Dienste wie DistroKid haben die Musikindustrie in den vergangenen Jahren grundlegend verändert. Ein Künstler benötigt heute weder einen Plattenvertrag noch ein eigenes Vertriebsnetz, um Musik weltweit auf Spotify, Apple Music und andere Streamingplattformen zu bringen. Diese Entwicklung hat die Machtverhältnisse zwischen etablierten Labels und unabhängigen Künstlern verändert. Der entscheidende Punkt ist dabei nicht nur, dass mehr Menschen Musik veröffentlichen können. Viel wichtiger ist, dass die traditionellen Gatekeeper einen Teil ihrer Kontrolle über den Zugang zum Markt verloren haben. Künstliche Intelligenz verschärft diese Entwicklung nun dramatisch.

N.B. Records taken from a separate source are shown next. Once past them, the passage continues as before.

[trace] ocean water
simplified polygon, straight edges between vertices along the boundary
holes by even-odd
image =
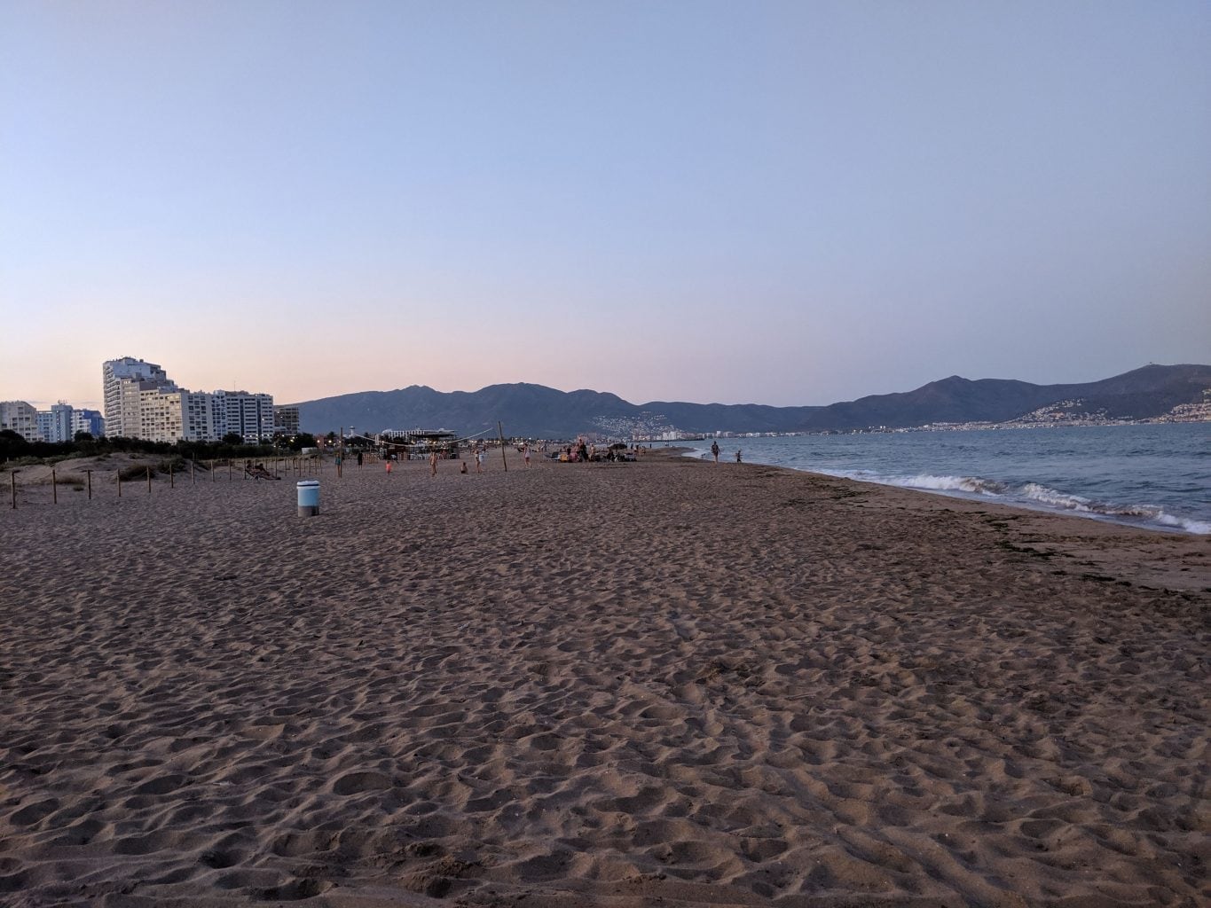
[[[687,442],[707,456],[711,439]],[[1211,534],[1211,423],[721,438],[786,466],[1150,529]]]

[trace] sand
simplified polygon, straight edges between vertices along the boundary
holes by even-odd
[[[4,489],[0,903],[1211,903],[1206,538],[427,472]]]

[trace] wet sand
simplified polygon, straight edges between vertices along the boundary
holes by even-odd
[[[5,488],[0,903],[1211,903],[1206,538],[509,466]]]

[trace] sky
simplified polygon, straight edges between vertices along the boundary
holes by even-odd
[[[0,4],[0,400],[1211,362],[1211,4]]]

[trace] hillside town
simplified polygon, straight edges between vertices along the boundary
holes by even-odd
[[[0,401],[0,431],[13,431],[29,442],[70,442],[86,433],[170,444],[234,436],[257,443],[299,431],[298,407],[275,407],[272,395],[189,391],[161,366],[130,356],[102,363],[102,398],[104,414],[63,401],[48,410],[25,401]]]

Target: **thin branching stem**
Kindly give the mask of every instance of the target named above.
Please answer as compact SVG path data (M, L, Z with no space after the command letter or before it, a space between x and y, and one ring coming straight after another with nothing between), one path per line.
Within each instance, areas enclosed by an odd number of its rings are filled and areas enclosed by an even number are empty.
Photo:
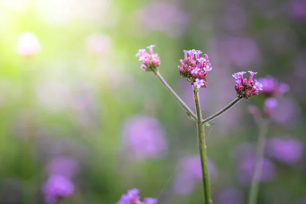
M193 90L193 97L197 114L197 127L199 140L199 151L201 158L201 167L203 177L203 187L204 188L204 195L205 196L205 204L211 204L213 201L211 198L210 189L209 186L209 173L208 171L208 163L206 154L206 144L205 141L205 132L203 124L202 123L202 115L201 107L199 101L198 92Z
M220 116L221 115L224 113L225 112L230 110L231 108L234 107L235 105L236 105L238 102L241 100L242 98L236 98L233 101L231 102L230 104L227 106L225 106L224 108L222 109L220 111L217 112L215 113L214 115L212 115L207 118L205 118L204 120L202 120L202 123L205 123L205 122L209 122L210 121L216 118L218 116Z
M259 181L262 173L263 159L265 153L266 136L268 132L268 126L269 121L267 119L262 119L261 124L259 125L259 136L257 147L256 148L256 160L248 198L248 204L256 204L257 203Z

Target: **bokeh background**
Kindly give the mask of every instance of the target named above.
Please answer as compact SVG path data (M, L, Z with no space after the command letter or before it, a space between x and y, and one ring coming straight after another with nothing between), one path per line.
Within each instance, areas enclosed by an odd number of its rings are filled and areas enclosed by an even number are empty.
M177 67L183 49L208 55L204 117L235 98L234 72L288 85L258 203L306 203L305 26L303 0L1 0L0 203L52 203L55 188L62 203L115 203L133 188L159 203L202 203L195 124L140 68L135 55L149 44L193 108ZM264 100L243 100L206 129L216 204L246 203L259 134L248 110Z

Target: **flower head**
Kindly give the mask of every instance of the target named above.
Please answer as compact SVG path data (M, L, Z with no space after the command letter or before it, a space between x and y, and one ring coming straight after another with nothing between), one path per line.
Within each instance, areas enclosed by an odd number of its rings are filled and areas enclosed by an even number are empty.
M140 201L140 196L138 195L139 190L133 188L128 191L128 193L123 194L117 204L156 204L157 199L145 198L143 202Z
M65 176L60 175L51 176L42 187L42 192L47 204L56 203L59 199L72 195L74 186Z
M263 85L261 94L265 97L278 97L282 95L289 90L288 85L279 83L274 78L268 75L265 78L258 80Z
M153 53L153 47L155 46L154 45L151 45L147 47L149 53L147 53L145 49L140 49L136 55L136 57L139 58L139 60L142 61L140 67L145 71L157 71L161 63L158 55Z
M193 86L194 86L195 87L199 89L202 86L204 86L204 80L200 80L198 79L196 79L195 81L193 83Z
M262 90L263 85L254 80L253 83L253 76L257 73L251 71L248 71L250 77L248 80L243 79L245 71L235 73L232 75L235 79L236 84L235 89L237 92L237 97L239 98L245 98L248 99L250 97L258 95L259 91Z
M181 65L177 67L180 74L183 78L187 78L188 82L197 88L206 87L206 75L212 70L208 56L204 54L200 57L202 52L195 49L184 50L183 52L184 59L180 60Z

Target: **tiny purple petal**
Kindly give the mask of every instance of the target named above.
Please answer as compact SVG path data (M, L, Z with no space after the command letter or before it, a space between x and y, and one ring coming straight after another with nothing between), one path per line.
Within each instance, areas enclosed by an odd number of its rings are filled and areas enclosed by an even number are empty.
M143 200L143 204L156 204L157 203L157 198L145 198Z
M203 80L195 79L195 82L193 83L193 86L199 89L202 86L204 86L204 81Z
M257 91L261 91L263 90L263 85L256 80L254 80L254 81L255 81L255 84L253 86L253 88Z

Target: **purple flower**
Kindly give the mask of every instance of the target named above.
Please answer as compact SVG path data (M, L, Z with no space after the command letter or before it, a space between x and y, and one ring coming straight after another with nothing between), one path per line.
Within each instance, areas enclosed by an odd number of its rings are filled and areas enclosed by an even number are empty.
M68 157L56 158L47 166L49 175L61 175L71 178L78 173L79 170L79 164L76 161Z
M255 84L253 86L253 88L257 91L261 91L263 90L263 85L256 80L254 80L254 81L255 81Z
M117 202L117 204L156 204L157 203L157 198L145 198L143 202L141 202L140 196L138 195L139 190L137 188L133 188L128 191L128 193L123 194L119 201Z
M246 73L244 71L235 73L232 75L235 78L236 82L235 89L237 92L237 97L239 98L248 99L252 96L258 95L259 91L262 90L262 84L256 80L254 80L255 83L253 83L252 80L253 76L257 72L253 72L251 71L248 71L248 72L250 73L248 80L243 79L243 74Z
M287 164L293 164L302 157L304 146L297 139L290 137L271 139L267 145L268 156Z
M184 59L180 60L181 66L177 67L180 74L182 78L187 78L190 84L198 89L206 88L207 86L206 75L212 70L208 56L204 54L202 57L200 58L199 56L202 52L195 49L184 50L183 52ZM188 55L189 55L189 57L187 57Z
M43 185L42 191L46 202L53 204L60 198L71 196L74 191L74 186L68 178L61 175L53 175Z
M288 91L289 88L286 84L279 83L271 76L258 80L263 85L263 90L261 93L265 97L277 97Z
M122 142L138 159L158 158L164 155L167 148L159 121L145 116L135 116L125 121Z
M250 184L254 174L255 162L256 157L253 155L246 156L240 161L237 176L239 181L243 184L248 185ZM266 158L263 158L261 163L262 169L260 182L268 182L272 181L276 174L274 164Z
M247 71L248 72L250 73L250 78L249 78L249 81L251 81L253 79L253 76L254 75L256 74L258 72L253 72L252 71Z
M135 55L139 58L139 61L142 61L140 67L145 71L156 71L161 63L158 55L153 53L153 47L155 46L154 45L151 45L147 47L150 51L149 53L147 53L145 49L139 49Z
M230 187L220 191L216 198L218 204L243 204L243 194L239 189Z
M195 68L194 69L192 70L191 72L190 73L192 73L192 74L197 74L197 73L198 73L198 72L199 71L200 71L200 68Z
M196 79L195 81L193 83L193 86L194 86L195 87L199 89L202 86L204 86L204 81L203 80L200 80L198 79Z
M177 194L189 195L194 189L195 184L202 179L201 160L197 156L187 157L181 162L180 167L180 170L174 181L174 190ZM208 168L210 177L213 178L216 169L210 160L208 160Z
M157 198L145 198L143 200L143 204L156 204L157 203Z

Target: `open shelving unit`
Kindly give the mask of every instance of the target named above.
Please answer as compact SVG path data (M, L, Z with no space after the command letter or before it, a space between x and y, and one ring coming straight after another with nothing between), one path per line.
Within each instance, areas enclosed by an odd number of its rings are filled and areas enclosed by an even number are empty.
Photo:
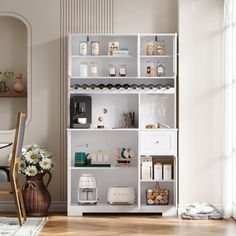
M165 42L164 55L146 55L147 41ZM98 56L79 53L79 43L100 43ZM109 42L119 42L121 48L127 48L127 56L108 55ZM155 65L159 62L165 65L165 76L148 77L147 61ZM97 64L96 77L80 76L81 62ZM109 77L109 64L126 64L125 77ZM177 34L133 34L133 35L84 35L70 34L68 36L68 128L67 128L67 213L68 215L83 215L83 213L161 213L162 215L177 214ZM104 84L103 89L82 88L81 85ZM141 84L145 89L132 87L125 89L108 89L107 84ZM154 85L153 89L148 85ZM169 87L165 87L166 84ZM75 85L79 85L76 87ZM157 85L161 85L158 88ZM73 96L90 96L92 99L91 128L70 128L70 99ZM106 108L104 116L105 128L98 129L97 118ZM123 112L135 113L133 128L121 128ZM169 128L147 129L147 124L160 122ZM75 167L75 152L83 151L78 145L88 143L87 152L105 150L111 158L111 167ZM115 150L117 147L129 147L134 150L135 157L131 159L130 167L116 166ZM172 178L142 179L141 168L144 158L152 158L153 163L171 163ZM96 177L98 203L96 205L79 205L77 202L78 182L81 174L93 174ZM153 189L158 181L161 188L169 190L168 205L147 205L146 190ZM136 203L134 205L109 205L107 191L109 187L128 186L135 188Z

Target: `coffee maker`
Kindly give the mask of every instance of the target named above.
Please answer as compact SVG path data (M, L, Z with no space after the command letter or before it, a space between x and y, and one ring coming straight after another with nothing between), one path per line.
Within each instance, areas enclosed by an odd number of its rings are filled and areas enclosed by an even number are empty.
M78 203L96 204L98 201L97 182L92 174L82 174L78 184Z
M90 96L72 96L70 98L70 127L90 128L92 117L92 98Z

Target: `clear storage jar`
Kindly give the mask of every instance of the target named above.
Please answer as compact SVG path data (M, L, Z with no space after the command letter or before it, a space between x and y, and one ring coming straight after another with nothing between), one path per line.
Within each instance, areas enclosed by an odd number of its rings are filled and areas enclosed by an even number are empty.
M113 64L109 65L109 76L111 77L116 76L116 65Z
M154 41L146 41L146 55L155 55L155 42Z
M165 53L166 53L165 41L158 40L156 42L156 55L165 55Z
M125 77L126 76L126 64L119 65L119 76L120 77Z
M88 77L88 63L80 62L80 77Z
M79 43L79 54L86 56L88 54L88 45L86 41L81 41Z
M154 76L154 63L152 61L146 62L146 75L147 77Z
M91 77L97 77L98 76L98 65L96 62L91 62L89 65L89 74Z
M99 47L100 47L100 43L98 41L91 42L91 54L93 56L99 55Z
M165 76L165 65L164 63L158 62L156 68L157 77Z

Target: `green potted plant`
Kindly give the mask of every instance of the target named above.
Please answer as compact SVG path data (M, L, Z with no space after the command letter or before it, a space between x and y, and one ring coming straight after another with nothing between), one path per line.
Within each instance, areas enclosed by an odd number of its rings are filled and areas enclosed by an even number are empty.
M9 79L12 79L14 76L13 71L5 71L1 72L0 71L0 92L5 93L9 91L9 87L6 85L6 81Z
M22 148L19 161L19 172L26 176L26 183L22 189L26 214L28 216L47 216L51 204L48 184L53 167L52 153L38 144L27 145ZM45 174L49 175L46 184L43 182Z

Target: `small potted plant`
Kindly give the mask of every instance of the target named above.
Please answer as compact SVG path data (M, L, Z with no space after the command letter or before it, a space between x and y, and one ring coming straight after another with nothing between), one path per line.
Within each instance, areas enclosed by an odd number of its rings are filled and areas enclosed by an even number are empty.
M47 216L51 204L48 184L52 174L49 170L53 167L52 153L38 144L27 145L22 148L19 161L19 172L26 176L26 183L22 193L28 216ZM43 177L49 175L48 182L44 184Z
M0 71L0 92L5 93L9 91L9 87L6 85L6 81L12 79L14 76L14 72L12 71Z

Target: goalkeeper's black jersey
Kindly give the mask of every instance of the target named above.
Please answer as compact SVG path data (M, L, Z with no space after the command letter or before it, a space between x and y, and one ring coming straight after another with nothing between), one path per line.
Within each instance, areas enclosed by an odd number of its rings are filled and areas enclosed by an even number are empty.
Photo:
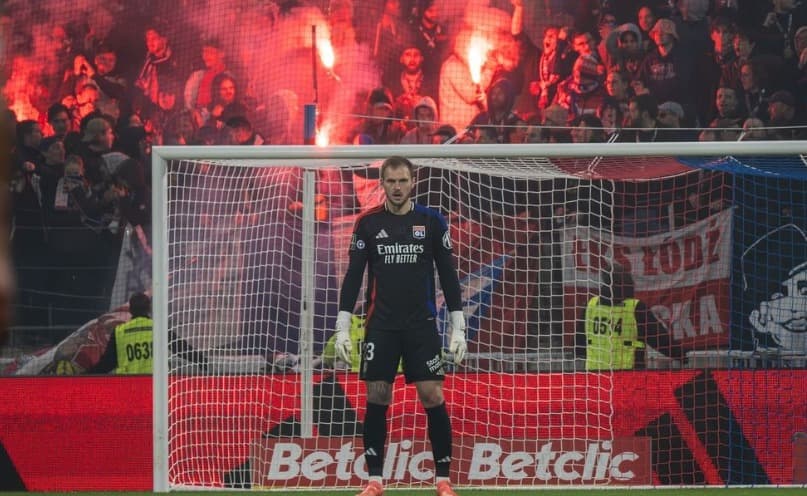
M395 215L387 211L386 203L381 204L356 220L339 310L353 312L367 267L368 329L434 325L435 266L448 309L461 310L451 237L443 216L414 203L408 213Z

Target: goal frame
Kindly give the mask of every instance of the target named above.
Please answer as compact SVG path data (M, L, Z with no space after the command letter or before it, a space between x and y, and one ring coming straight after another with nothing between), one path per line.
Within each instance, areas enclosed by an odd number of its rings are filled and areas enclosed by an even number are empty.
M302 436L313 435L313 309L314 307L314 200L316 173L340 160L379 160L391 155L422 158L591 158L640 156L785 156L807 154L807 141L579 143L579 144L485 144L485 145L339 145L291 146L155 146L152 148L153 232L153 490L167 492L168 451L168 163L171 160L246 160L246 167L300 163L303 169L302 280L300 301L302 384ZM260 161L260 162L257 162ZM305 161L309 164L303 165Z

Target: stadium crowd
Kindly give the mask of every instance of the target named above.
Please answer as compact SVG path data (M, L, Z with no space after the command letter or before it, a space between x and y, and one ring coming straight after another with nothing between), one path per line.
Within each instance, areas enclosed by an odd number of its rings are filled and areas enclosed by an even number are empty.
M183 20L218 15L213 3L168 3L112 2L69 23L54 2L2 7L24 325L108 308L123 228L148 232L153 144L301 143L272 128L287 109L255 90L261 74L228 51L240 45ZM479 32L441 0L259 3L268 29L319 8L337 50L345 38L366 47L376 72L332 143L805 138L807 7L794 0L491 0L499 22L478 49ZM71 312L65 295L92 303Z

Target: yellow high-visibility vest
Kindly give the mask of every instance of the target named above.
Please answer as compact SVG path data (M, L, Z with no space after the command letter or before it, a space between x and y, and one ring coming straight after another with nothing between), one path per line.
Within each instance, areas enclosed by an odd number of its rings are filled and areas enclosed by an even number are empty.
M154 321L136 317L115 328L116 374L151 374Z
M639 341L636 305L627 298L619 305L601 305L599 296L586 305L586 370L625 370L636 363Z

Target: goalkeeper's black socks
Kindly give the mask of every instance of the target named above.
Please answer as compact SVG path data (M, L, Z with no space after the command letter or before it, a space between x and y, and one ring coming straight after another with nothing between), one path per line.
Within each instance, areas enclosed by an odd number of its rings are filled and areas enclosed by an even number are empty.
M426 408L426 416L429 419L429 440L432 442L436 475L439 478L448 477L451 465L451 420L445 402Z
M370 476L381 477L384 471L384 445L387 442L388 405L367 403L364 415L364 461Z

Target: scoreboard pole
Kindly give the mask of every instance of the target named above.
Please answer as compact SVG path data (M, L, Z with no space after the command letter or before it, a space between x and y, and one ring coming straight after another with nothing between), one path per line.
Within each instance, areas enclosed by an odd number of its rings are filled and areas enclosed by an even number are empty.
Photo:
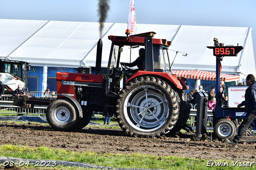
M216 107L219 108L221 105L220 97L220 59L218 57L216 57Z

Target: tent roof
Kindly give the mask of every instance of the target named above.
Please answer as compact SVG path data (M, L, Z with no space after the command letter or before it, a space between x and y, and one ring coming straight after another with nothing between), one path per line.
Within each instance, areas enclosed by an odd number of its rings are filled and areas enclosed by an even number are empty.
M95 67L96 44L103 42L102 66L106 67L111 42L110 35L125 36L127 24L104 23L99 37L98 23L0 19L0 59L23 61L34 65L77 67ZM242 46L237 57L225 57L224 73L256 75L252 28L172 25L137 24L138 33L153 31L154 38L172 42L169 49L178 53L173 70L215 71L213 38L226 45ZM171 63L176 52L168 50ZM132 56L134 58L138 57ZM129 54L121 59L125 61ZM133 61L133 58L132 59ZM124 60L124 61L122 61Z
M187 79L197 79L202 80L216 81L216 73L200 70L173 70L172 73ZM221 81L225 82L239 80L238 75L220 73Z

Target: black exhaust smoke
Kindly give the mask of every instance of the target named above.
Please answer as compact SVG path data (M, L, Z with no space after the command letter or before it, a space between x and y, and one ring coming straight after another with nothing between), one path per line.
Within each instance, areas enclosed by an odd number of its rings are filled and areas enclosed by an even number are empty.
M99 17L99 22L100 26L99 31L100 32L100 38L101 38L102 36L102 32L104 28L104 22L108 18L108 12L109 10L110 7L108 2L110 0L98 0L98 6L97 10L98 16Z
M102 54L102 41L100 39L97 44L97 54L96 55L96 73L99 74L101 67L101 59Z

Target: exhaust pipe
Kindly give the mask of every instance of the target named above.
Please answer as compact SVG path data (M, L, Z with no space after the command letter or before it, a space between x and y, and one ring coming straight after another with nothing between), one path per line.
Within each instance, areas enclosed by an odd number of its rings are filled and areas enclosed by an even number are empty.
M102 54L102 41L100 39L97 45L97 54L96 55L96 73L99 74L101 68L101 59Z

Wo ein Mensch früher Wochen oder Monate für die Produktion eines Albums benötigte, können generative Systeme innerhalb kürzester Zeit große Mengen an Musik erzeugen. Dadurch entsteht eine neue Form des Long Tails: theoretisch unbegrenzt, extrem billig und teilweise kaum noch eindeutig einem menschlichen Urheber zuzuordnen. Für Streamingplattformen ist das ein Problem. Für Rechteinhaber ebenfalls. Aber es ist auch eine Chance für diejenigen, die den Zugang zur Distribution kontrollieren.

Gegen „AI-Slop“ – aber nicht gegen KI

Bemerkenswert ist deshalb die strategische Entwicklung bei den großen Musikunternehmen.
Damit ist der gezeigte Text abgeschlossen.